DENVER (Combined Sources) — The Colorado House of Representatives unanimously passed a bill on Friday, June 3, to require that high schoolers study genocide and the Holocaust in order to graduate.
“Ignoring the darkest, most harrowing chapters of our history for the sake of temporary comfort will only lead to history tragically repeating itself,” said Rep. Dafna Michaelson Jenet, D-Commerce City, one of the proposal’s sponsors. “Teaching our high school students about the horrors of the Holocaust and the genocides that have occurred across history and around the world will no doubt lead to a better informed, hopefully more compassionate and conscientious Coloradans down the road.”
House Bill 1336 directs the State Board of Education to adopt learning standards by July 1, 2021, and for school districts to implement their genocide curriculum by the 2023-2024 school year.
The U.S. Holocaust Memorial Museum reports that 12 states require schools to teach about the Holocaust. Those states are California, Connecticut, Florida, Illinois, Indiana, Kentucky, Michigan, New Jersey, New York, Oregon, Rhode Island and Virginia.
A 2018 survey of 1,350 Americans found that four in 10 respondents and 66 percent of millennial respondents could not identify Auschwitz, the Nazi-run death camp that killed 1.1 million Jews.

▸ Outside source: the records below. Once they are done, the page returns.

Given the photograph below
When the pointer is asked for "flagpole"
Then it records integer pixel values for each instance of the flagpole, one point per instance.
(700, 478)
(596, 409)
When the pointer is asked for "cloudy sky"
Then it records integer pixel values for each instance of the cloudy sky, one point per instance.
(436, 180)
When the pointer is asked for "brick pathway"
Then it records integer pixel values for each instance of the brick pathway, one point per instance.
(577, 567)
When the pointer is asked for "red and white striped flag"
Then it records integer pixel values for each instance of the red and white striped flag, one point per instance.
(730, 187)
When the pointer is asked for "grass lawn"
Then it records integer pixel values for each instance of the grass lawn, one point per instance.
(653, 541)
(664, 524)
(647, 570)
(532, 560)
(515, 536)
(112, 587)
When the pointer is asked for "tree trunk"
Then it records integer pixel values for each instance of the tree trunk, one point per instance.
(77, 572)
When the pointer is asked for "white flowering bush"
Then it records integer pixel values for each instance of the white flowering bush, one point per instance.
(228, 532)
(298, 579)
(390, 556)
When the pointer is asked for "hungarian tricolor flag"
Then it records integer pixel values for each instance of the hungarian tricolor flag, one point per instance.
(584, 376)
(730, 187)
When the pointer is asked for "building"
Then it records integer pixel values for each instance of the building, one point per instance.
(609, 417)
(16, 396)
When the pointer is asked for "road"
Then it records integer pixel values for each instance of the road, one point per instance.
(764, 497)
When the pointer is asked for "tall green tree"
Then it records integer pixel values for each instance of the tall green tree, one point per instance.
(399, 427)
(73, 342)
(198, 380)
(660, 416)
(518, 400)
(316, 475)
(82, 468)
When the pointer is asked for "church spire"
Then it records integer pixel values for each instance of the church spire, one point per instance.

HB1336, which has bipartisan cosponsorship in both chambers, defines genocide as killing, seriously harming, or attempting to bring about the destruction of a national, racial, ethic or religious group. Currently, Colorado’s high school social studies standards only mention the Holocaust and genocide as examples of concepts for which students should “evaluate continuity and change” and “investigate causes and effects.”